Dunsworth explained that there’s no evidence that hip width affects reproductive success. The width pattern holds even in species for which birthing is much easier: For example, the head of a chimp newborn is much smaller in relation to its mother’s birth canal than that of a human baby, and yet chimpanzee females still have wide hips.
Rather than facilitating birth, in Dunsworth’s view the sex difference in pelvis width is a matter of providing enough space for the fully internal female reproductive system. “Way more volume [is] taken up by a vagina, a clitoris, a cervix, a uterus and ovaries,” she said. “There’s never any space there in a live person.”
“It’s one of those explanations where afterwards, you’re like, ‘Well, of course,’” said Barrett. “There’s a whole bunch of stuff we have to fit in there.” She laughed. “No wonder it is bigger!”

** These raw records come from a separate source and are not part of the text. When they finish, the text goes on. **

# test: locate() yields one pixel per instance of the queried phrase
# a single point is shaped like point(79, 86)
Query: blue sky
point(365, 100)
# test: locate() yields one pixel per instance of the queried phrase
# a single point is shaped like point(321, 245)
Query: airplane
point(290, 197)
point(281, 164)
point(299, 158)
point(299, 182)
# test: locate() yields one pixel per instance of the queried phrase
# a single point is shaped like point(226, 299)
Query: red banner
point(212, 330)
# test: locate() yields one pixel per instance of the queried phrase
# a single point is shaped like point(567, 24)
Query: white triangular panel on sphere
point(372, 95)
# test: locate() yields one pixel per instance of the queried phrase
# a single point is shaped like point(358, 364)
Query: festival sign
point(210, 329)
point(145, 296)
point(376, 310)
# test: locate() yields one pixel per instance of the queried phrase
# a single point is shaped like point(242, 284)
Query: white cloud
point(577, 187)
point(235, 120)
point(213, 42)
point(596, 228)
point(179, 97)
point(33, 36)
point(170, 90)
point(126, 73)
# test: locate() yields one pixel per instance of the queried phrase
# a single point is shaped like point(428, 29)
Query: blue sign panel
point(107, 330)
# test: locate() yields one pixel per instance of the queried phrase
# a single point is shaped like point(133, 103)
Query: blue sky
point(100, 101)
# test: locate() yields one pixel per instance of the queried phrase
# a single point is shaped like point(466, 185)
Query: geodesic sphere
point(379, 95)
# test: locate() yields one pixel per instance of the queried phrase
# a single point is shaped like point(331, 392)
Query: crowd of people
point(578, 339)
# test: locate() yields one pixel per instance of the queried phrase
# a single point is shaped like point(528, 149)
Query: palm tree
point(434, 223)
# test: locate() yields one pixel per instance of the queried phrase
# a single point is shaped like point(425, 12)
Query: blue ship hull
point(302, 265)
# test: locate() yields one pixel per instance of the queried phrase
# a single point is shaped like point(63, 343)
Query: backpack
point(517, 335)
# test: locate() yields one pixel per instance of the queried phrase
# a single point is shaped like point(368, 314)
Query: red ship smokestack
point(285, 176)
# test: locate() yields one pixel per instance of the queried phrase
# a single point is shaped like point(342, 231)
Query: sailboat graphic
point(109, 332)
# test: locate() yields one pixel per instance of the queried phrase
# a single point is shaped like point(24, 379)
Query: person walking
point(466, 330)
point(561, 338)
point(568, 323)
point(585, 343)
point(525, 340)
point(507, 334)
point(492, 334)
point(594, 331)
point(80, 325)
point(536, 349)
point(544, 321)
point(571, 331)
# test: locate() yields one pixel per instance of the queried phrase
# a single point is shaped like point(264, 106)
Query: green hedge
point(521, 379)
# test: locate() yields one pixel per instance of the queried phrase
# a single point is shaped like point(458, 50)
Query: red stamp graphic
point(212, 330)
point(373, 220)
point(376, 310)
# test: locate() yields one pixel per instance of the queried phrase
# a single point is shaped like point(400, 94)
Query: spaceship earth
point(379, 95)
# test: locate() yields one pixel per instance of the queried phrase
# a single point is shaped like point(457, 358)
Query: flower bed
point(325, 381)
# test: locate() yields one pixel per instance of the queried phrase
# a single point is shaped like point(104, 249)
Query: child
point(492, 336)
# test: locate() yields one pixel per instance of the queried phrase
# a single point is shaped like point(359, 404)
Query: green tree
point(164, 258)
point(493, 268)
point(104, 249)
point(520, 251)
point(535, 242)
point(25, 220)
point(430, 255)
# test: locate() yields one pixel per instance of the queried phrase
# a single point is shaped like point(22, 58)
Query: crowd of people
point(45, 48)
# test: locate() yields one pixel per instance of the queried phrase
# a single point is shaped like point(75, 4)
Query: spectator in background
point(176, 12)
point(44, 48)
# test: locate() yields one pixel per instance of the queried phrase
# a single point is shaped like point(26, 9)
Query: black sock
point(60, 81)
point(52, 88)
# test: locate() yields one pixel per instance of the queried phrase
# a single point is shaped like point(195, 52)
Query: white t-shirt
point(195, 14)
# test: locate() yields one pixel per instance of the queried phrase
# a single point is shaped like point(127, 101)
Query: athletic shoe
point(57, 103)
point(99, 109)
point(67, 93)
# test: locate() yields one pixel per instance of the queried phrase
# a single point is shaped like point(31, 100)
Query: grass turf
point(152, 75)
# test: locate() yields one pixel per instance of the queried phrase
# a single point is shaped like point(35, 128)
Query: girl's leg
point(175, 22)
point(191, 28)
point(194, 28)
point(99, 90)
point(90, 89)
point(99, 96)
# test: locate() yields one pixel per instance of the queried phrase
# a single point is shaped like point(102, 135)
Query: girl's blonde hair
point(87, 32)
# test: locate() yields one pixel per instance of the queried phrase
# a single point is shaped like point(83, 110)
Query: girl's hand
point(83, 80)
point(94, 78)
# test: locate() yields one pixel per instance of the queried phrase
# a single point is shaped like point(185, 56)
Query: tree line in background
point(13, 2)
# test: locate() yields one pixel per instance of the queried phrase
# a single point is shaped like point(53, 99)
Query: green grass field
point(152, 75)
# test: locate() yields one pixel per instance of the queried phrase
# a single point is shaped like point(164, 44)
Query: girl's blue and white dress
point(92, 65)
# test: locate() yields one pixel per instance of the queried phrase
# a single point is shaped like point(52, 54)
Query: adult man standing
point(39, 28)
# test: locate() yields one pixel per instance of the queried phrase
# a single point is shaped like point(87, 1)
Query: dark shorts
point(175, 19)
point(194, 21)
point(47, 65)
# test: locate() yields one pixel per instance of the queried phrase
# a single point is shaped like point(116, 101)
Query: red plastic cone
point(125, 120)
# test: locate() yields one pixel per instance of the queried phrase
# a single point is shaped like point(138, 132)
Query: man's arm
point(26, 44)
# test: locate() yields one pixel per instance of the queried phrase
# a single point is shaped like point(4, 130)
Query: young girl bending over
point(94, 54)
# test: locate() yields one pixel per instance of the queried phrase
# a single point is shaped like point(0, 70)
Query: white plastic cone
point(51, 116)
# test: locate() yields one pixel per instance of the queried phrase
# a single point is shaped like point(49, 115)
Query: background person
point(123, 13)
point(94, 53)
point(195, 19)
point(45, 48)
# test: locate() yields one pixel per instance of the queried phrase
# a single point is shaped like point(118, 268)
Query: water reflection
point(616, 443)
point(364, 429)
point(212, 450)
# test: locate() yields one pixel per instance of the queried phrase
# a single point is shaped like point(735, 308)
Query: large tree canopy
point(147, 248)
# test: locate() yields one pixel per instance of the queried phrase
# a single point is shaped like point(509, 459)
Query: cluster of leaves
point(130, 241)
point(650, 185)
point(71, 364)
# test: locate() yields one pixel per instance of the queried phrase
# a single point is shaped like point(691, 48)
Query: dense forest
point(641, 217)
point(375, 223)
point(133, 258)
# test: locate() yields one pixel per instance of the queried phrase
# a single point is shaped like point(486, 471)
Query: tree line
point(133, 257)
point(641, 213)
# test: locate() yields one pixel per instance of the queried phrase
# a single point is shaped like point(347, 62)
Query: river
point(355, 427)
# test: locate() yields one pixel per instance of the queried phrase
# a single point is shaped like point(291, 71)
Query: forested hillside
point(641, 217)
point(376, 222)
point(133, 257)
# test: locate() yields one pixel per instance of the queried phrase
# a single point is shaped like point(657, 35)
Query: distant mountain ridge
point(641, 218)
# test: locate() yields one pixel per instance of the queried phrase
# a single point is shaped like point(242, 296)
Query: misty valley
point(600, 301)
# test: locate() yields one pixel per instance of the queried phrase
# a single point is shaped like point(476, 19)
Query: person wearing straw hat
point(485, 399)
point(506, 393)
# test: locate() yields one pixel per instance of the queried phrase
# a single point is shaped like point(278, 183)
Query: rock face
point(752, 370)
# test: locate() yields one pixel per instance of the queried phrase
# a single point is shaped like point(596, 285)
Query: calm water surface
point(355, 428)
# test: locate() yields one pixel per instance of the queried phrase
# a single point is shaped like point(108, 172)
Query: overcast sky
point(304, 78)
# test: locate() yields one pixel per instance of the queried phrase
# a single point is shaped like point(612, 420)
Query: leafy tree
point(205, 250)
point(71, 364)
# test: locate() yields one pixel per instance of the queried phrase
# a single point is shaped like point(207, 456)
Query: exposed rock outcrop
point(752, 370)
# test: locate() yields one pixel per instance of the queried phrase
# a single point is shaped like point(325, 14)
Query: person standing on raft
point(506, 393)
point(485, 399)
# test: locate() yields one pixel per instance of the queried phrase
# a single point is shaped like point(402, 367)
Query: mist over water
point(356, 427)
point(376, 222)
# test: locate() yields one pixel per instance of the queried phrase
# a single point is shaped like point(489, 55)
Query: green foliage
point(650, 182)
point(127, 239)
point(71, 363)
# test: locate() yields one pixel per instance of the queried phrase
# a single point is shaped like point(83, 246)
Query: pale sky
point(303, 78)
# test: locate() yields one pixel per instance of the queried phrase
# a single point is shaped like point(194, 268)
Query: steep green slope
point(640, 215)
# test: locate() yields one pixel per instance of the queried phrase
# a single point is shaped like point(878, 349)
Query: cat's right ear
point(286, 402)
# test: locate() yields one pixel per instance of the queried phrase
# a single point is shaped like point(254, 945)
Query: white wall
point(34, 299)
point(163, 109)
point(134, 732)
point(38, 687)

The fact that simple anatomical reasons for hip-width differences were overlooked for so long points to systemic issues with the inclusivity of science, she said. “We often have this notion that male bodies are the default and women’s bodies are a deviation from that default. If we don’t start with one body as the default, we look at how these processes lead to sex differences, then you can start testing hypotheses much better.”
Telling the Right Story
The competition hypothesis for height and the childbirth hypothesis for hip width are both evolutionary “just-so stories,” said Dunsworth. And while such stories can be appealing because they seem to make sense, they have real consequences in our everyday lives.
The sexual selection narrative tells us that men are born competitive; a civilized man has to fight against his “true nature” to be cooperative or kind; his entire body is built for altercation. Boys will be boys. “It justifies basically all of the stereotypes, the good and the bad,” said Dunsworth. But our bones likely tell a very different story.
“We need better or rigorous tests of evolutionary hypotheses generally, and particularly when you’re dealing with humans,” said Barrett. “The picture we have of ourselves influences how we behave and act. It’s too important to have an inaccurate picture.”
“We’re talking about human evolution. We’re talking about how we narrate our origin story,” Dunsworth said. That’s why it matters so much that the story is right.